Прочитали от имени суда приговор, в котором говорилось об издевательстве над церковью и о покушении названного Христа на истинную веру, о том, что названного Христа магистрат, которому церковь того Христа отдала, приговорил (при одном возражавшем, бургомистре Юстине) покарать, с лживым своим крестом, милосердно и без пролития крови.
Латник хлестнул Юрася бичом, чтобы лучше запомнил.
— Ясно, — отозвался тот, вскидывая на плечо тяжёлый крест. — Чего бы они ещё пролили? Кровь они выпили давно, и из меня, и из людей.
И пошёл по Взвозу вверх. Очень-очень медленно. Тяжело было, да и спешить не было причины.
Лотр ещё час тому назад отослал к Жабе гонца. Около Воздыхальни уже два дня назад были подготовлены поленница дров и столб, и поведение войта, отказавшегося скрепить использование костра своей подписью, выглядело, по меньшей мере, странно. Надо было узнать, что это означает, и, если войт подписывал конфирмацию пьяным, добиться, чтобы зачеркнул свою подпись и возвратился к старому своему предложешно, к каре огнём.
Кардинал стоял на замковом гульбище вместе с Босяцким, Комаром и светскими властями, ожидал, слушал, как долетают от Немана ангельские песнопения, и смотрел, как повсюду — на башнях, на крышах, на стенах, на шпилях, в окнах и на решётках врат — стоит, висит, льнёт, шумит, шевелится народ.

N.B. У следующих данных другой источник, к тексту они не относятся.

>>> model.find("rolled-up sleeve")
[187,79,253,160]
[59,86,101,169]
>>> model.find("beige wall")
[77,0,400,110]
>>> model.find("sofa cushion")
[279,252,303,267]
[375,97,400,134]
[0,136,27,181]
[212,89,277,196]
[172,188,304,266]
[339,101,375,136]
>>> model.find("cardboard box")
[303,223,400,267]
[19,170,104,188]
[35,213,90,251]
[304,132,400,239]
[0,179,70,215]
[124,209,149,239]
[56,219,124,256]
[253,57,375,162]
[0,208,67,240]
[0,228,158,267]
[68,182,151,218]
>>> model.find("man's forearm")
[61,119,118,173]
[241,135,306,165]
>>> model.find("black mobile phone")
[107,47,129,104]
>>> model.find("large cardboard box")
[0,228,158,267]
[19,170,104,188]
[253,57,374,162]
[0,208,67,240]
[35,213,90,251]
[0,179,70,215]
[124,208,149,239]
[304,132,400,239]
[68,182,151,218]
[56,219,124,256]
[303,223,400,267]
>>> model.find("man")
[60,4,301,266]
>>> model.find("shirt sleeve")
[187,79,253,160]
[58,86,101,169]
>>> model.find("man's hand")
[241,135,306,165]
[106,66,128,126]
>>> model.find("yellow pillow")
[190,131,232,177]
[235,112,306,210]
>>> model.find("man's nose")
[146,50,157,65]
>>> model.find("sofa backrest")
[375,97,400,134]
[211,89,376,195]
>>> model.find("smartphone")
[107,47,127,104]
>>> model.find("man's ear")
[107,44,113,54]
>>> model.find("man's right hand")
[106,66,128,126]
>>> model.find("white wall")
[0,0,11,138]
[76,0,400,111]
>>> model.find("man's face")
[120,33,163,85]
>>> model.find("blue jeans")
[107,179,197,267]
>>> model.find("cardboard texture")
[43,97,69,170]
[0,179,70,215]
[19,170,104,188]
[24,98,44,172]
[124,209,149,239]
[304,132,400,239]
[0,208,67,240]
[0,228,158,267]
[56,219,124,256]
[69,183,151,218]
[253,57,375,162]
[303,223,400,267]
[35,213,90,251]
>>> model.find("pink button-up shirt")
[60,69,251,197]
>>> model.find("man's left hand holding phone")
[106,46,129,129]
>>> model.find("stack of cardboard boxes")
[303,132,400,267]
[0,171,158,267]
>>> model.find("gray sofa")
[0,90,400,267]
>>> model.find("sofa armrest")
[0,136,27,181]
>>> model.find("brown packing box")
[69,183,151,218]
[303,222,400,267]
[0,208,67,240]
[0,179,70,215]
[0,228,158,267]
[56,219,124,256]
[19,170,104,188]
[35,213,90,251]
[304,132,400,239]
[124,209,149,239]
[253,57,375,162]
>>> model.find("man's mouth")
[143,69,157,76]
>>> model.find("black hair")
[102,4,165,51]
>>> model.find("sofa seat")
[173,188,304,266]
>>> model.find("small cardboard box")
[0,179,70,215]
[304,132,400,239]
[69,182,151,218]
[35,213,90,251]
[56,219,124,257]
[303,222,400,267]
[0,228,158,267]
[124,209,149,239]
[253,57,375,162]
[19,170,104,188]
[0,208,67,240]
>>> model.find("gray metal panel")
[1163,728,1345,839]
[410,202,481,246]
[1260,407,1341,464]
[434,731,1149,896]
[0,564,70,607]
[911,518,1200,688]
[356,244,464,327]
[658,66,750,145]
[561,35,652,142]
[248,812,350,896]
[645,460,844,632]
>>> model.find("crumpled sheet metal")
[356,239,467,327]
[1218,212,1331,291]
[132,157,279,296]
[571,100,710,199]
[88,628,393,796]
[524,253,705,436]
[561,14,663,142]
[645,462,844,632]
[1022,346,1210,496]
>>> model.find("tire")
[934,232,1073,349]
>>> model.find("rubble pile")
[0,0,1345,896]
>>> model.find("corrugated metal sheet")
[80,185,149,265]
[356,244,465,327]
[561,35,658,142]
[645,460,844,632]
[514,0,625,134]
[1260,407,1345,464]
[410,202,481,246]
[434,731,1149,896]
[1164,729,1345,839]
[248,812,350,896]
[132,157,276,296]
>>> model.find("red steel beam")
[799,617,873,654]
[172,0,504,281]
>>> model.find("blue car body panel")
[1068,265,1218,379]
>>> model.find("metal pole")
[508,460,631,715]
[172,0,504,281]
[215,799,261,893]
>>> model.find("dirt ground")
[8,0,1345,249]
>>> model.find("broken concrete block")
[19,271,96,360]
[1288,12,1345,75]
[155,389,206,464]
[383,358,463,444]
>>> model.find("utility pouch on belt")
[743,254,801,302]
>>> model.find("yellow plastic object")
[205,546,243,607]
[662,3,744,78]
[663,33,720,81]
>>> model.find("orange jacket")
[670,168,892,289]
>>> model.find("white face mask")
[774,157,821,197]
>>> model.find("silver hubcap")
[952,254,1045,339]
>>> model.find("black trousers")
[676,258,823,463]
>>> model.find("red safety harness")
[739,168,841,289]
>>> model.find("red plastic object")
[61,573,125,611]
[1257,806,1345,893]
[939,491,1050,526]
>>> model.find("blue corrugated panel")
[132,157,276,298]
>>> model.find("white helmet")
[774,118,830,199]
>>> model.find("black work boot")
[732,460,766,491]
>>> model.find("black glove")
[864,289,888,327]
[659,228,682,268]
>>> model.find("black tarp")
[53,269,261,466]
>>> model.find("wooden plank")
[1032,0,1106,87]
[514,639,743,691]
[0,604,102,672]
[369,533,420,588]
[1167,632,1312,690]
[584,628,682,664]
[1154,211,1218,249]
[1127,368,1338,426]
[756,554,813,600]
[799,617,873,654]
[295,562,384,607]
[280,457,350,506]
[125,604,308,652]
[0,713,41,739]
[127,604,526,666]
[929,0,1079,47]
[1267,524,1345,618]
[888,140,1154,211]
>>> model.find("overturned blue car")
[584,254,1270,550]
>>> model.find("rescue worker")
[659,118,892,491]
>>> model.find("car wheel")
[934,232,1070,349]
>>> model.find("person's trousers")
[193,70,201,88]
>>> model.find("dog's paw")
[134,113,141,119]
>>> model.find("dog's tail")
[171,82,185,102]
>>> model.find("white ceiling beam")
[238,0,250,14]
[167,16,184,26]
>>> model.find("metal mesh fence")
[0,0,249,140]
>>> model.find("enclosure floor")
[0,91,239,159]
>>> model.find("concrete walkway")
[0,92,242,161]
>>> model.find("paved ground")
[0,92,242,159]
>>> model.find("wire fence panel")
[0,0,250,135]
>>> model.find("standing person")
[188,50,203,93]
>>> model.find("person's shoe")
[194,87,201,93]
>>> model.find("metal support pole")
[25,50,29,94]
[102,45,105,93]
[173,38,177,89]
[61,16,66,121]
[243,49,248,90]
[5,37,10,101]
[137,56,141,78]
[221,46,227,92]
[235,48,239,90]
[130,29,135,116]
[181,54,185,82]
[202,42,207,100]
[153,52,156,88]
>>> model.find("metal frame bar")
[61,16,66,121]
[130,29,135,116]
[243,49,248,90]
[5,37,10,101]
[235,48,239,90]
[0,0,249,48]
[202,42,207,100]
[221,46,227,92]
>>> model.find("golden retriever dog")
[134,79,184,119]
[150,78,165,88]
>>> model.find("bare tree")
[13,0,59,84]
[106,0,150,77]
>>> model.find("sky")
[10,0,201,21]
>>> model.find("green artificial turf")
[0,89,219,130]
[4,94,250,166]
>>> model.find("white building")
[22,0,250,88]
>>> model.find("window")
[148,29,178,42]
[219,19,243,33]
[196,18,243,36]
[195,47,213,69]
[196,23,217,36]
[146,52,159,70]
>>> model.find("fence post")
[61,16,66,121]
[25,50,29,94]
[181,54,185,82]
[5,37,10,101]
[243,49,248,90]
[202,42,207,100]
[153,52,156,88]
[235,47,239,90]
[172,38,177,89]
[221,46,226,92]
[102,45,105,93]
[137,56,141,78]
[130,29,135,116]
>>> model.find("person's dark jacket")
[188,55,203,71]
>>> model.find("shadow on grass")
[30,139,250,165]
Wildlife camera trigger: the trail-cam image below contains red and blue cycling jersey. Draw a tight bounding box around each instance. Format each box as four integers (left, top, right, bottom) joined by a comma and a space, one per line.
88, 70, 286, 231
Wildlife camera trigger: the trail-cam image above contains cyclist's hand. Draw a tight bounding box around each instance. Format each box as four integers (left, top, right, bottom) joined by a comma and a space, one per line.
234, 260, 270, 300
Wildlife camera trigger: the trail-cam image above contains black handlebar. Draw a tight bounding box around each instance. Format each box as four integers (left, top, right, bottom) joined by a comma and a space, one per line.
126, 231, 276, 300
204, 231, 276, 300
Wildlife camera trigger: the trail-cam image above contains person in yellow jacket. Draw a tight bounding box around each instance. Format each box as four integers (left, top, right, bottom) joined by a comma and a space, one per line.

А по Взвозу ползла и ползла вверх пёстрая и пыльная уже змея процессии. Братчику было мучительно тяжело идти. Солнце жгло, ноги вязли в пыли и песке, которые были за лето стократ перемешаны ногами, колёсами грузовых повозок, копытами коней. Вся торговля Городни проплывала от кораблей к складам и от складов к кораблям по этой дороге. На всю эту торговлю он, Юрась, и посягнул, им она была продана.
Тяжело идти. Пот льёт со лба. Если бы воткнули в рот кляп, как предлагали, не взошёл бы. Это и заставило их отказаться. Это и ещё то, что хорошо организованный «справедливый гнев народный» заглушит любые его слова, если бы даже и вздумал бросать их людям. Тяжело! Огромный крест сгибает почти пополам. Вот и конец комедии, на участие в которой его силой толкнули несколько месяцев назад.
Как раз в это время к гульбищу подлетел гонец, спрыгнул с коня, взбежал по ступеням, начал шептать что-то на ухо Лотру.
— Кто? — побагровел тот.
— Неизвестно. Утром только и нашли. Не любил он, если его от того занятия отрывали. Говорят, монах какой-то заходил.
Лотр и Босяцкий смотрели на толпу. Монахов под капюшонами там было действительно неисчислимое множество — чудовищная сила.
— Может, осмотреть всех? — тихо спросил доминиканец.